Nuodeng Village, Yunnan
The idyllic Bai village Nuodeng is perched on a steep mountain slope in a valley about 8km northwest of Yunlong town in the Yunnan province. Nuodeng is especially known for its delicious "Huo Tui", an air-dried, salted ham. The first time the village of Nuodeng was mentioned in the 9th century during the Tang Dynasty. However, the time of its foundation is probably some centuries before that. This makes Nuodeng one of the oldest Bai villages in the Yunnan province. Nuodeng is mainly inhabited by the ethnic minority of the Bai, one of the 26 ethnic minorities of the Yunnan province.
The surroundings of Yunlong were once a center of salt production.
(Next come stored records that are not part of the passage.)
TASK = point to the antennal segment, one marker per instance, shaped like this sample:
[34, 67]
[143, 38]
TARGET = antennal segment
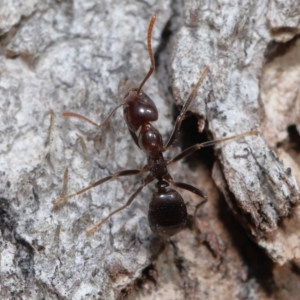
[152, 67]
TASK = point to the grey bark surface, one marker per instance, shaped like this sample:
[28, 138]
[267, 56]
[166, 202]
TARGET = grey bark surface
[81, 56]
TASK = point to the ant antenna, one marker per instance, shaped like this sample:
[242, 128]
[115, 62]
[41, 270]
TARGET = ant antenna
[152, 67]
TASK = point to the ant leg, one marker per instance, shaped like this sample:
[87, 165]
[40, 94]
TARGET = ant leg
[65, 183]
[196, 147]
[104, 123]
[146, 181]
[199, 193]
[113, 176]
[184, 109]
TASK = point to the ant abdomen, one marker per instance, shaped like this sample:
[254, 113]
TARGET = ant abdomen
[167, 213]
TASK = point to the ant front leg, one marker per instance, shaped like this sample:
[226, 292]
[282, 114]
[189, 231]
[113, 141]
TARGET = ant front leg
[184, 109]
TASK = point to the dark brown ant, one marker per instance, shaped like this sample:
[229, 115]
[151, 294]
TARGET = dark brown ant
[167, 211]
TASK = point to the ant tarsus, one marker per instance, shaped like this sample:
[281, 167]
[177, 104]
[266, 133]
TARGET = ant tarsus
[167, 211]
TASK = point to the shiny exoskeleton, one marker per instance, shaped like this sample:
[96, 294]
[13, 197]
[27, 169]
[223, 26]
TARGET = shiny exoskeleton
[167, 211]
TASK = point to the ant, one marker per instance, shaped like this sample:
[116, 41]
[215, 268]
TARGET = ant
[167, 211]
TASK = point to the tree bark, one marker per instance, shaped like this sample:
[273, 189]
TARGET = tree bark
[82, 56]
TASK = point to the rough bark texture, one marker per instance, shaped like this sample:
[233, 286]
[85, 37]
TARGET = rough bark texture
[81, 56]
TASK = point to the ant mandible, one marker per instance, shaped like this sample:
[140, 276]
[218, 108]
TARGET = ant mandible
[167, 211]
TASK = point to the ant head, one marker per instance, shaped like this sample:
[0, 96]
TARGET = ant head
[167, 212]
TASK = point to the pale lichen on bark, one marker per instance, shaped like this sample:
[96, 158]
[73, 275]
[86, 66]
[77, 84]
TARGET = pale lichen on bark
[78, 56]
[232, 40]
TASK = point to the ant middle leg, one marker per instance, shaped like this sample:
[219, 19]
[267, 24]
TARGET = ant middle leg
[103, 124]
[184, 109]
[146, 181]
[196, 147]
[113, 176]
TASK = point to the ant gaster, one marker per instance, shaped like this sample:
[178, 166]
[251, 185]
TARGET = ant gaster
[167, 211]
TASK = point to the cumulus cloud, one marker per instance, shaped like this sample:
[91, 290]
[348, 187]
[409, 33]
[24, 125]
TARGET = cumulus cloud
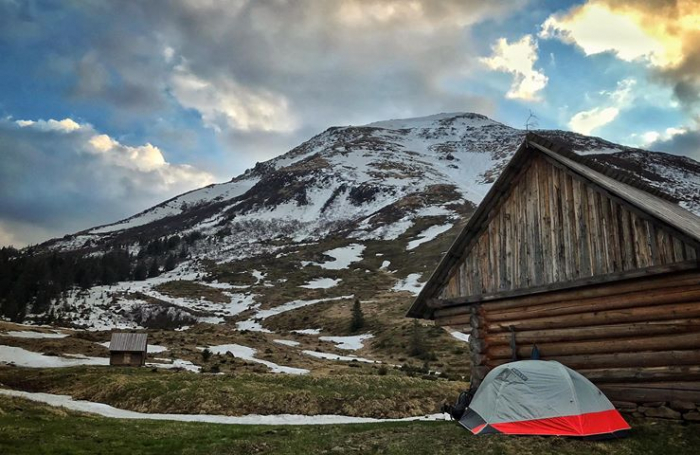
[225, 103]
[58, 176]
[585, 122]
[518, 59]
[250, 66]
[664, 35]
[686, 142]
Especially the village of Nuodeng has made a name for itself with its excellent salt quality. The salt of Nuodeng was extracted from a 23 meters deep salt well.
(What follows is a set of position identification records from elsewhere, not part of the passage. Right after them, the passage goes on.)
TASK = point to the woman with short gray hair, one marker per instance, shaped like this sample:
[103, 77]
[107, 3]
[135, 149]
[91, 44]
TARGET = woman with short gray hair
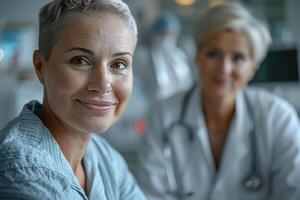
[223, 140]
[84, 63]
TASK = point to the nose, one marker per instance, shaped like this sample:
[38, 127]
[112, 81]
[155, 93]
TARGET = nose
[226, 66]
[100, 80]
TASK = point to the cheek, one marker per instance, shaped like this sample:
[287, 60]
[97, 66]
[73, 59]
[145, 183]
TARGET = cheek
[123, 89]
[62, 83]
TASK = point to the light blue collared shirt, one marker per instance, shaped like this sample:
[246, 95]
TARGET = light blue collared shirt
[32, 165]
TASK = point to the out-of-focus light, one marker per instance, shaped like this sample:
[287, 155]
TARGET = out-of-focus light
[1, 54]
[185, 2]
[215, 2]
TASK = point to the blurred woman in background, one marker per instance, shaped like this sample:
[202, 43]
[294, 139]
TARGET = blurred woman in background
[84, 63]
[222, 140]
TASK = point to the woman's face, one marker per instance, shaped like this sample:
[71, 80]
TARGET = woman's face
[225, 64]
[88, 76]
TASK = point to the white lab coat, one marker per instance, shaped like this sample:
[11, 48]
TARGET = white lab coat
[278, 151]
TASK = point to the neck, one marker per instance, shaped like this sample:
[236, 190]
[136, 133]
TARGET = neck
[218, 113]
[72, 142]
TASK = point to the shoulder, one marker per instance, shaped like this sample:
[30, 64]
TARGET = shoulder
[266, 102]
[25, 168]
[119, 181]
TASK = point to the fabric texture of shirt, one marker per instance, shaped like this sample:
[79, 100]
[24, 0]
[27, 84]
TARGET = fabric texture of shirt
[32, 165]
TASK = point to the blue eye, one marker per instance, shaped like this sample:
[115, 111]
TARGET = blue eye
[119, 65]
[80, 61]
[212, 54]
[238, 58]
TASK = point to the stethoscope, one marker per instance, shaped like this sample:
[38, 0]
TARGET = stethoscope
[252, 182]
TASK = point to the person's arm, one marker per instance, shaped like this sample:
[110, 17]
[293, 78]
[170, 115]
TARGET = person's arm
[129, 190]
[285, 174]
[31, 183]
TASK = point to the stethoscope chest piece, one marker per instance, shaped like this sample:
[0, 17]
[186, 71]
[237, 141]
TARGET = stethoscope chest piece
[253, 182]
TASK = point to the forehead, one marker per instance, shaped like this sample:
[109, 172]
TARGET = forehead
[229, 40]
[106, 29]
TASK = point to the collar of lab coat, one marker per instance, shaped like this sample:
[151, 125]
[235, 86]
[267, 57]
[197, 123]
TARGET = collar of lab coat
[237, 144]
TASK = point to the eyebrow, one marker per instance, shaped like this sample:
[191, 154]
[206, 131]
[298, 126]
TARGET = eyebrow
[81, 49]
[91, 52]
[122, 53]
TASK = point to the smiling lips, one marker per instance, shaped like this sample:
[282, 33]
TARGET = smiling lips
[97, 106]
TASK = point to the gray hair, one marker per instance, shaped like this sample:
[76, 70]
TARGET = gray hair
[235, 17]
[52, 16]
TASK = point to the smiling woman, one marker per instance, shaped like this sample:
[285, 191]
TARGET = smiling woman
[84, 63]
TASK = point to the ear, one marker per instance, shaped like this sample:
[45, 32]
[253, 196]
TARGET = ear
[254, 68]
[39, 66]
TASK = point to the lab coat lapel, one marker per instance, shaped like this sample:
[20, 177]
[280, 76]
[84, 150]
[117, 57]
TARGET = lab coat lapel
[236, 158]
[195, 115]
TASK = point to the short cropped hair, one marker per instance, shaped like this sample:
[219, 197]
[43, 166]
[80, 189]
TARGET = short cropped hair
[235, 17]
[52, 16]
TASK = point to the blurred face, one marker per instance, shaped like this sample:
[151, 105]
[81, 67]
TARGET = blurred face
[225, 64]
[88, 76]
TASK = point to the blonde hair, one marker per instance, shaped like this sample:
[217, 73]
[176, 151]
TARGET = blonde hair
[52, 16]
[235, 17]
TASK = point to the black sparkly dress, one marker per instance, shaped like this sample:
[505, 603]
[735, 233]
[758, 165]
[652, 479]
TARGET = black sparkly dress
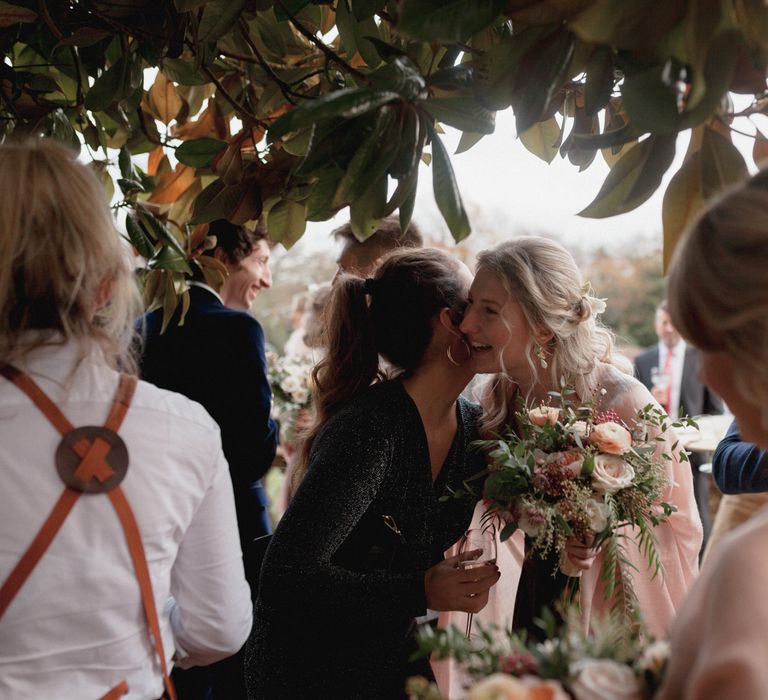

In China, salt was considered an energy source and the value of salt was valued higher than gold. Nuodeng experienced its heyday especially during the Ming Dynasty. At that time the salt was transported from Nuodeng via the so-called Xinshishan salt route with horses to Tibet and Myanmar. The Xinshishan Salt Route was once part of the Tea and Horse Route, an extensive network of paths for transporting goods from Yunnan to Tibet.
The production, trade and transportation of this salt brought Nuodeng considerable prosperity. Walking through the cobbled streets and stairs, the former prosperity of Nuodeng can still be felt and seen.
The best way to get a feeling of the former wealth is during a visit to the "Jade Kaiser Pavilion", which is located at some distance above the village. The "Jade Emperor Pavilion" is a Taoist temple from the time of Emperor Jiajing, who ruled China from 1521 to 1567. The highlight is the wonderful, well-preserved 28 wooden ceiling-panels with paintings, some of which have been preserved in their original condition.